I want a sequence of $n$ bits without all $1$'s in the output. What is the minimum number of bits $k$ given $n$ that can be used in any linear or non-linear invertible mapping that will produce such a sequence at output. For example, consider $n=3$. I want to create a mapping that has all $2^3=8$ minus $111$ sequence. What is the minimum number of bits $k$ required that will produce such a mapping? In this example, for a linear mapping, I can see that $k=2$. But with $k=2$, I am loosing $3$ sequences at the output and the overhead of this mapping $k/n$ is huge.

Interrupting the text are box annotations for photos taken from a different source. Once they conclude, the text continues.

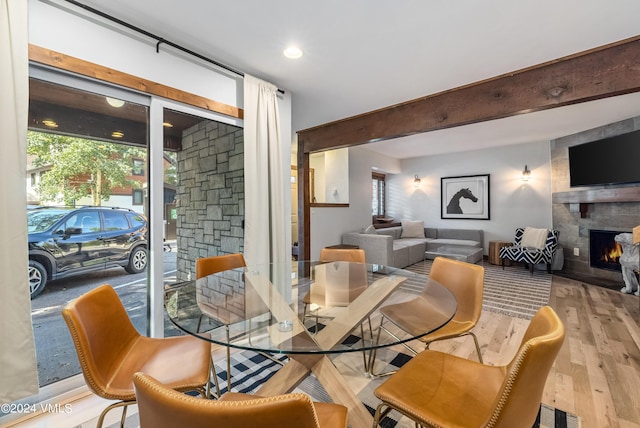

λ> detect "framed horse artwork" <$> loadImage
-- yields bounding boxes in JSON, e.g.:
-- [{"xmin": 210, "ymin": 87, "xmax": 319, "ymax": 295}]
[{"xmin": 440, "ymin": 174, "xmax": 490, "ymax": 220}]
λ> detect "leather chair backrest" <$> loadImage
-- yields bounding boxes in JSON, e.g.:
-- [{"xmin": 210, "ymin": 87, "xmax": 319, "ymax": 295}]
[
  {"xmin": 134, "ymin": 373, "xmax": 318, "ymax": 428},
  {"xmin": 196, "ymin": 253, "xmax": 247, "ymax": 279},
  {"xmin": 486, "ymin": 306, "xmax": 565, "ymax": 428},
  {"xmin": 320, "ymin": 248, "xmax": 366, "ymax": 263},
  {"xmin": 62, "ymin": 284, "xmax": 140, "ymax": 399},
  {"xmin": 429, "ymin": 257, "xmax": 484, "ymax": 325}
]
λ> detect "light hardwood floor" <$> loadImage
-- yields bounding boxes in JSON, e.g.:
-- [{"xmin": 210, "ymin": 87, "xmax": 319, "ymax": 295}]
[
  {"xmin": 424, "ymin": 276, "xmax": 640, "ymax": 428},
  {"xmin": 5, "ymin": 276, "xmax": 640, "ymax": 428}
]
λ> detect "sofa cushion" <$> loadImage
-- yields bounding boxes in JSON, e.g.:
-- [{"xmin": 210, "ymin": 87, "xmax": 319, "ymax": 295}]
[
  {"xmin": 362, "ymin": 224, "xmax": 378, "ymax": 235},
  {"xmin": 427, "ymin": 239, "xmax": 482, "ymax": 251},
  {"xmin": 400, "ymin": 220, "xmax": 424, "ymax": 238},
  {"xmin": 376, "ymin": 226, "xmax": 402, "ymax": 239}
]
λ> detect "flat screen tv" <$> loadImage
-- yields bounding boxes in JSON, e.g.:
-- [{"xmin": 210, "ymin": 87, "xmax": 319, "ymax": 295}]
[{"xmin": 569, "ymin": 131, "xmax": 640, "ymax": 187}]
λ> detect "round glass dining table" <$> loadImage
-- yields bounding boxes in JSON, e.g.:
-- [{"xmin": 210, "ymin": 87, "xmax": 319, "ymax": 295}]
[{"xmin": 165, "ymin": 261, "xmax": 457, "ymax": 426}]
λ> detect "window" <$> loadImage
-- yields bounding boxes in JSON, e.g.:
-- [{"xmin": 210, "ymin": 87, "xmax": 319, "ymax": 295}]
[
  {"xmin": 131, "ymin": 159, "xmax": 144, "ymax": 175},
  {"xmin": 131, "ymin": 189, "xmax": 144, "ymax": 205},
  {"xmin": 102, "ymin": 211, "xmax": 130, "ymax": 231},
  {"xmin": 371, "ymin": 172, "xmax": 386, "ymax": 217}
]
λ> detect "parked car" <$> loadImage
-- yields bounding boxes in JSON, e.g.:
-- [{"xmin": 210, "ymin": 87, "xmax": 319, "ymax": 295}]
[{"xmin": 27, "ymin": 207, "xmax": 147, "ymax": 299}]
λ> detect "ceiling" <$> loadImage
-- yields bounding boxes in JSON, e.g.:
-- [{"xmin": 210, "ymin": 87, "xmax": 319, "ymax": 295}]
[{"xmin": 72, "ymin": 0, "xmax": 640, "ymax": 159}]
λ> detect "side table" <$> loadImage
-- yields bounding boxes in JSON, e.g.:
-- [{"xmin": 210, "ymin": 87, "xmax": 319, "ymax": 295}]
[{"xmin": 489, "ymin": 241, "xmax": 513, "ymax": 266}]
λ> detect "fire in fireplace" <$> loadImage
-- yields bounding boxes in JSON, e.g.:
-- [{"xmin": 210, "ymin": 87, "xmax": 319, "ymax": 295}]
[{"xmin": 589, "ymin": 229, "xmax": 624, "ymax": 271}]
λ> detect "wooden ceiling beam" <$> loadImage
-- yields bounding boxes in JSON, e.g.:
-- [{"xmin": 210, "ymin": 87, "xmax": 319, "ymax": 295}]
[{"xmin": 298, "ymin": 36, "xmax": 640, "ymax": 153}]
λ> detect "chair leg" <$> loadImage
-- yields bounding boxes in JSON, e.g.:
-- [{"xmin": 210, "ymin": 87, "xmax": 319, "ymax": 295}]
[
  {"xmin": 373, "ymin": 402, "xmax": 392, "ymax": 428},
  {"xmin": 96, "ymin": 400, "xmax": 135, "ymax": 428},
  {"xmin": 467, "ymin": 331, "xmax": 484, "ymax": 364},
  {"xmin": 360, "ymin": 324, "xmax": 369, "ymax": 373},
  {"xmin": 368, "ymin": 315, "xmax": 418, "ymax": 377},
  {"xmin": 207, "ymin": 358, "xmax": 222, "ymax": 398}
]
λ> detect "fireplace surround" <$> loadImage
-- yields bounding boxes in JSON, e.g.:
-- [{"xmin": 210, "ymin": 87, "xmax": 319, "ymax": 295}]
[
  {"xmin": 551, "ymin": 116, "xmax": 640, "ymax": 290},
  {"xmin": 589, "ymin": 229, "xmax": 623, "ymax": 272}
]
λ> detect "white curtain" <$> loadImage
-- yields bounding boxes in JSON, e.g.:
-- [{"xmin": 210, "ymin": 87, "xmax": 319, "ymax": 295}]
[
  {"xmin": 244, "ymin": 74, "xmax": 291, "ymax": 265},
  {"xmin": 0, "ymin": 0, "xmax": 38, "ymax": 403}
]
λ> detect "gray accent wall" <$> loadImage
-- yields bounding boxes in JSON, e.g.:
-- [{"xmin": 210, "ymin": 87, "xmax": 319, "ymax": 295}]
[
  {"xmin": 311, "ymin": 141, "xmax": 552, "ymax": 258},
  {"xmin": 551, "ymin": 117, "xmax": 640, "ymax": 288}
]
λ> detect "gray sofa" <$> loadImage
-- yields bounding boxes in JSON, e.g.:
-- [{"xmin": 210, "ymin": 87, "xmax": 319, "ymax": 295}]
[{"xmin": 342, "ymin": 226, "xmax": 484, "ymax": 268}]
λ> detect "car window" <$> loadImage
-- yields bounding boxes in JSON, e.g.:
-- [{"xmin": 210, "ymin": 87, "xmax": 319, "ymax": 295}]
[
  {"xmin": 65, "ymin": 211, "xmax": 100, "ymax": 233},
  {"xmin": 102, "ymin": 211, "xmax": 129, "ymax": 230},
  {"xmin": 27, "ymin": 210, "xmax": 67, "ymax": 233},
  {"xmin": 127, "ymin": 213, "xmax": 147, "ymax": 228}
]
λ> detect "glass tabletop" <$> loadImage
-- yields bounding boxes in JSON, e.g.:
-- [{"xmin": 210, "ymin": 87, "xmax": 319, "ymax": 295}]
[{"xmin": 165, "ymin": 261, "xmax": 457, "ymax": 354}]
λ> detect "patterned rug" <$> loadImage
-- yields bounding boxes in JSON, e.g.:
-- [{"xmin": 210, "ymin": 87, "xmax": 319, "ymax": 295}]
[
  {"xmin": 401, "ymin": 260, "xmax": 552, "ymax": 319},
  {"xmin": 105, "ymin": 350, "xmax": 580, "ymax": 428}
]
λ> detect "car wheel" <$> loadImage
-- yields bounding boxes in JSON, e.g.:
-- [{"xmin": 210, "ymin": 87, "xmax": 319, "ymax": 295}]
[
  {"xmin": 29, "ymin": 260, "xmax": 47, "ymax": 299},
  {"xmin": 125, "ymin": 247, "xmax": 147, "ymax": 273}
]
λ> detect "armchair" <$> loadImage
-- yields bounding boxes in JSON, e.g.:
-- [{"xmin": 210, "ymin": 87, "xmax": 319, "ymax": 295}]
[
  {"xmin": 500, "ymin": 227, "xmax": 559, "ymax": 275},
  {"xmin": 62, "ymin": 284, "xmax": 212, "ymax": 428},
  {"xmin": 374, "ymin": 306, "xmax": 565, "ymax": 428},
  {"xmin": 133, "ymin": 373, "xmax": 347, "ymax": 428}
]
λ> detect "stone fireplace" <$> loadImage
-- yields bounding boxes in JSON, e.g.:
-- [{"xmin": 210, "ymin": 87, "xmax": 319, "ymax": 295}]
[
  {"xmin": 551, "ymin": 117, "xmax": 640, "ymax": 290},
  {"xmin": 589, "ymin": 229, "xmax": 622, "ymax": 272}
]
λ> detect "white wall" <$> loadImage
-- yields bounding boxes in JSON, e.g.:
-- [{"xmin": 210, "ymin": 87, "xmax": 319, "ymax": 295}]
[
  {"xmin": 387, "ymin": 141, "xmax": 552, "ymax": 247},
  {"xmin": 310, "ymin": 146, "xmax": 401, "ymax": 260},
  {"xmin": 311, "ymin": 141, "xmax": 552, "ymax": 258}
]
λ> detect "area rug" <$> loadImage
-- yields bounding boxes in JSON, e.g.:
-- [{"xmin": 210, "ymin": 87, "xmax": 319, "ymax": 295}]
[{"xmin": 401, "ymin": 260, "xmax": 552, "ymax": 319}]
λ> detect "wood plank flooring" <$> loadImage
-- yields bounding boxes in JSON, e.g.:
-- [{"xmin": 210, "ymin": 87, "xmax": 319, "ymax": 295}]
[
  {"xmin": 9, "ymin": 276, "xmax": 640, "ymax": 428},
  {"xmin": 420, "ymin": 276, "xmax": 640, "ymax": 428}
]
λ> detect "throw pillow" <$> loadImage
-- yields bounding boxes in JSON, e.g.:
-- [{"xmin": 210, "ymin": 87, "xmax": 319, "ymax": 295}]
[
  {"xmin": 520, "ymin": 227, "xmax": 549, "ymax": 250},
  {"xmin": 400, "ymin": 221, "xmax": 424, "ymax": 238},
  {"xmin": 362, "ymin": 224, "xmax": 378, "ymax": 235}
]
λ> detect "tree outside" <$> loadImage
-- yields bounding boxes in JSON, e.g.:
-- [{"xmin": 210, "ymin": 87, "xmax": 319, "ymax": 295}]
[{"xmin": 27, "ymin": 131, "xmax": 146, "ymax": 206}]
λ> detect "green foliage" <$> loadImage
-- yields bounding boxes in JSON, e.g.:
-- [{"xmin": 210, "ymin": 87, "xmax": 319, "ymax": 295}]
[{"xmin": 27, "ymin": 131, "xmax": 146, "ymax": 205}]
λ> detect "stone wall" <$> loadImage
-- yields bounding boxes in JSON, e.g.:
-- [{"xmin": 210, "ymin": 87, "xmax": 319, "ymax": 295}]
[
  {"xmin": 176, "ymin": 120, "xmax": 244, "ymax": 281},
  {"xmin": 551, "ymin": 117, "xmax": 640, "ymax": 287}
]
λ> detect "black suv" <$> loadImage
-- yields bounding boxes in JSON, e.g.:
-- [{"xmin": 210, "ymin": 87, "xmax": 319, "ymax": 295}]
[{"xmin": 27, "ymin": 207, "xmax": 147, "ymax": 299}]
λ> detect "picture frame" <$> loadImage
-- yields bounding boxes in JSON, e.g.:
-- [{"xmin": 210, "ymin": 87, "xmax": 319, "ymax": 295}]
[{"xmin": 440, "ymin": 174, "xmax": 491, "ymax": 220}]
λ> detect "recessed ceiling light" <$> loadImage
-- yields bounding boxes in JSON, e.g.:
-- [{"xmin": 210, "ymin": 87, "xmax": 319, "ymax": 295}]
[
  {"xmin": 283, "ymin": 46, "xmax": 302, "ymax": 59},
  {"xmin": 105, "ymin": 97, "xmax": 124, "ymax": 108}
]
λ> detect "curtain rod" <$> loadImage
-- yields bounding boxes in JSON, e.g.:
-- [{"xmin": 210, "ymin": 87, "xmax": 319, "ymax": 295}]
[{"xmin": 65, "ymin": 0, "xmax": 284, "ymax": 94}]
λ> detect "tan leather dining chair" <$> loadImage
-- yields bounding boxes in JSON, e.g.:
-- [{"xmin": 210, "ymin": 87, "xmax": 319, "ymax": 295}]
[
  {"xmin": 374, "ymin": 306, "xmax": 565, "ymax": 428},
  {"xmin": 62, "ymin": 284, "xmax": 211, "ymax": 428},
  {"xmin": 196, "ymin": 253, "xmax": 247, "ymax": 391},
  {"xmin": 134, "ymin": 373, "xmax": 347, "ymax": 428},
  {"xmin": 369, "ymin": 257, "xmax": 484, "ymax": 376},
  {"xmin": 196, "ymin": 253, "xmax": 282, "ymax": 391},
  {"xmin": 196, "ymin": 253, "xmax": 247, "ymax": 279}
]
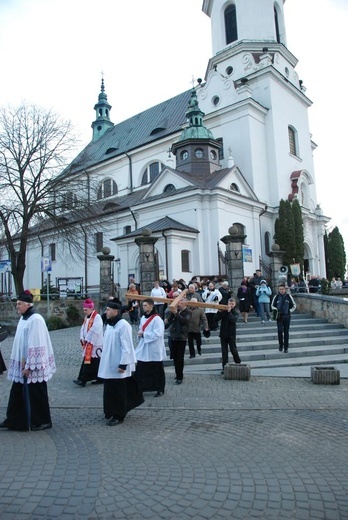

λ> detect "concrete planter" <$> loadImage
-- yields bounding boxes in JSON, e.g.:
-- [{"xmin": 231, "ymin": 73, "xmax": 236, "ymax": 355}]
[
  {"xmin": 311, "ymin": 367, "xmax": 340, "ymax": 385},
  {"xmin": 224, "ymin": 363, "xmax": 250, "ymax": 381}
]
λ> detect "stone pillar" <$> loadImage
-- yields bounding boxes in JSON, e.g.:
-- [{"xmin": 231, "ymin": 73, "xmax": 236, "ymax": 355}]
[
  {"xmin": 135, "ymin": 228, "xmax": 158, "ymax": 294},
  {"xmin": 97, "ymin": 247, "xmax": 115, "ymax": 302},
  {"xmin": 220, "ymin": 226, "xmax": 246, "ymax": 297},
  {"xmin": 268, "ymin": 244, "xmax": 288, "ymax": 294}
]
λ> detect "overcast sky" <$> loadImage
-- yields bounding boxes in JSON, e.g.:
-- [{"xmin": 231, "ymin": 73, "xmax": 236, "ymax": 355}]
[{"xmin": 0, "ymin": 0, "xmax": 348, "ymax": 253}]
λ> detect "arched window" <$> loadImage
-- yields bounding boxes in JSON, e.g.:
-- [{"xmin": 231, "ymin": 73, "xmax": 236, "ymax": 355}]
[
  {"xmin": 62, "ymin": 191, "xmax": 78, "ymax": 209},
  {"xmin": 288, "ymin": 126, "xmax": 299, "ymax": 157},
  {"xmin": 97, "ymin": 179, "xmax": 118, "ymax": 200},
  {"xmin": 181, "ymin": 249, "xmax": 190, "ymax": 273},
  {"xmin": 163, "ymin": 184, "xmax": 175, "ymax": 193},
  {"xmin": 265, "ymin": 231, "xmax": 271, "ymax": 255},
  {"xmin": 141, "ymin": 161, "xmax": 164, "ymax": 186},
  {"xmin": 274, "ymin": 8, "xmax": 280, "ymax": 43},
  {"xmin": 224, "ymin": 4, "xmax": 238, "ymax": 44}
]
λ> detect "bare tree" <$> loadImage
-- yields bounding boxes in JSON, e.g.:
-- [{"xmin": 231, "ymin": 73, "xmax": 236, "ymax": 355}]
[{"xmin": 0, "ymin": 104, "xmax": 81, "ymax": 294}]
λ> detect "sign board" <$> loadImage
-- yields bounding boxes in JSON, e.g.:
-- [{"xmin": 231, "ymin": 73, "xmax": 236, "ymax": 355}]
[
  {"xmin": 0, "ymin": 260, "xmax": 11, "ymax": 274},
  {"xmin": 290, "ymin": 264, "xmax": 301, "ymax": 276},
  {"xmin": 41, "ymin": 256, "xmax": 52, "ymax": 273},
  {"xmin": 243, "ymin": 246, "xmax": 253, "ymax": 262}
]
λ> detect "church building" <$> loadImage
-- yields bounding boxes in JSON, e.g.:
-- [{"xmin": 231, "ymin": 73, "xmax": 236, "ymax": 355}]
[{"xmin": 8, "ymin": 0, "xmax": 328, "ymax": 294}]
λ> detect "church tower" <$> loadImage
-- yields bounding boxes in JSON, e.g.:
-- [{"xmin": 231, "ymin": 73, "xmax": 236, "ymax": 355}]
[
  {"xmin": 172, "ymin": 89, "xmax": 220, "ymax": 177},
  {"xmin": 92, "ymin": 78, "xmax": 114, "ymax": 142},
  {"xmin": 201, "ymin": 0, "xmax": 328, "ymax": 273},
  {"xmin": 198, "ymin": 0, "xmax": 316, "ymax": 207}
]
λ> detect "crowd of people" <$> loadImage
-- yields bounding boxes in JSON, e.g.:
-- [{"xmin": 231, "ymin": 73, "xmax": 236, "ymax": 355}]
[{"xmin": 0, "ymin": 270, "xmax": 296, "ymax": 431}]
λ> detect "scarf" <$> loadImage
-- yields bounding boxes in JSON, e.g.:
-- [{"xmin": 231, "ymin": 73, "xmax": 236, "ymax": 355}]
[{"xmin": 141, "ymin": 312, "xmax": 159, "ymax": 332}]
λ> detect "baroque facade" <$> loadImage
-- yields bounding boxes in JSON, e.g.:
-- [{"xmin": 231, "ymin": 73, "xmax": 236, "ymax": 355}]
[{"xmin": 2, "ymin": 0, "xmax": 328, "ymax": 294}]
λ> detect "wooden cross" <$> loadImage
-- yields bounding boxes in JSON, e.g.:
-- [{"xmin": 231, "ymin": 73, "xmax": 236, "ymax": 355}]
[{"xmin": 125, "ymin": 289, "xmax": 228, "ymax": 311}]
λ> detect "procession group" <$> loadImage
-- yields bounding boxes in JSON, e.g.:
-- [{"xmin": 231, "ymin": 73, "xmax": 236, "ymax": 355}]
[{"xmin": 0, "ymin": 272, "xmax": 296, "ymax": 431}]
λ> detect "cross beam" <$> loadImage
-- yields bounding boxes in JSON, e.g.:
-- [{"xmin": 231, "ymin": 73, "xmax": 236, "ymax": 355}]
[{"xmin": 125, "ymin": 291, "xmax": 228, "ymax": 311}]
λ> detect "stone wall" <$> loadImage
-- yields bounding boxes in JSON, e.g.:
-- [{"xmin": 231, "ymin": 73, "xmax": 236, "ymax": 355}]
[
  {"xmin": 0, "ymin": 299, "xmax": 89, "ymax": 332},
  {"xmin": 293, "ymin": 294, "xmax": 348, "ymax": 328}
]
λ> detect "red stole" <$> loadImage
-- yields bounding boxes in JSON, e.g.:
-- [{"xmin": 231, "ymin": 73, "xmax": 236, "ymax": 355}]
[
  {"xmin": 83, "ymin": 310, "xmax": 97, "ymax": 365},
  {"xmin": 141, "ymin": 313, "xmax": 159, "ymax": 332}
]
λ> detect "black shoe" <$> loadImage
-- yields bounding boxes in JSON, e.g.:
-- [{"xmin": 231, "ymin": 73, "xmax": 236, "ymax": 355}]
[
  {"xmin": 108, "ymin": 417, "xmax": 123, "ymax": 426},
  {"xmin": 73, "ymin": 379, "xmax": 86, "ymax": 387},
  {"xmin": 31, "ymin": 423, "xmax": 52, "ymax": 432}
]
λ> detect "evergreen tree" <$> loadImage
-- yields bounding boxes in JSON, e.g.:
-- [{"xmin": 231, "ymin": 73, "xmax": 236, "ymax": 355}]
[
  {"xmin": 291, "ymin": 199, "xmax": 304, "ymax": 271},
  {"xmin": 328, "ymin": 226, "xmax": 346, "ymax": 280}
]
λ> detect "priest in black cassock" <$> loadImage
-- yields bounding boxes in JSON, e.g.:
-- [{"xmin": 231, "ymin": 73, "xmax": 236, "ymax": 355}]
[
  {"xmin": 0, "ymin": 291, "xmax": 56, "ymax": 431},
  {"xmin": 98, "ymin": 298, "xmax": 144, "ymax": 426}
]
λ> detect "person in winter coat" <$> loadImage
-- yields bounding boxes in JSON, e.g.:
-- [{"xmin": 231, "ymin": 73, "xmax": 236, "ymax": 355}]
[
  {"xmin": 166, "ymin": 298, "xmax": 192, "ymax": 385},
  {"xmin": 187, "ymin": 298, "xmax": 209, "ymax": 359},
  {"xmin": 216, "ymin": 298, "xmax": 240, "ymax": 374},
  {"xmin": 256, "ymin": 280, "xmax": 272, "ymax": 323},
  {"xmin": 237, "ymin": 280, "xmax": 253, "ymax": 323},
  {"xmin": 202, "ymin": 282, "xmax": 222, "ymax": 330},
  {"xmin": 271, "ymin": 284, "xmax": 296, "ymax": 354}
]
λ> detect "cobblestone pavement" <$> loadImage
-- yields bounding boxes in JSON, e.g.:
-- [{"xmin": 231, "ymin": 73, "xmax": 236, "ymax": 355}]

Is there any other method or non-linear mapping that does this job with an overhead of $k/n>2/3$. I need a specific answer to $n=4$ or general answer with any $n$ (reasonable range for me is $n=2$ to $n=16$. Please guide me to any keywords that may help in my search for the answer.

2. Sep 29, 2011

Stephen Tashi

You haven't defined the domain of mapping.
You haven't explained what it means to "use" bits in the mapping.

3. Sep 30, 2011

ait.abd

Domain of mapping is $S=\{\text{All } 2^k \text{ sequences of k-bits}\}$.
Range of the mapping is $T=\{2^n-1 \text{ sequences of n-bits i.e. All sequences of n-bits excluding the all 1's sequence}\}$
By using I mean defining a mapping S to T. In case of linear mapping, the answer is straightforward that the maximum number of bits $k$ required are $n-1$. My question is whether there are any non-linear invertible mappings/transforms that take $k$ bits and output a sequence of length $k$ bits (not $n$) that doesn't contain all 1's sequence. I don't see any linear mapping fulfilling this criterion as $k \le (n-1)$ is always true for linear mappings/transform.
*I may not be using mapping and transform words in the strict sense. By mapping or transform I mean is there any $t = f(s); t \in T, s \in S; t=t_1,t_2,t_3,...,t_k; s=s_1,s_2,s_3,...,s_n; s_p,t_p \in \{0,1\}$

4. Sep 30, 2011

Stephen Tashi

There are no invertible mappings like that. An invertible mapping has to be 1-to-1. The range can't have a smaller cardinality than the domain.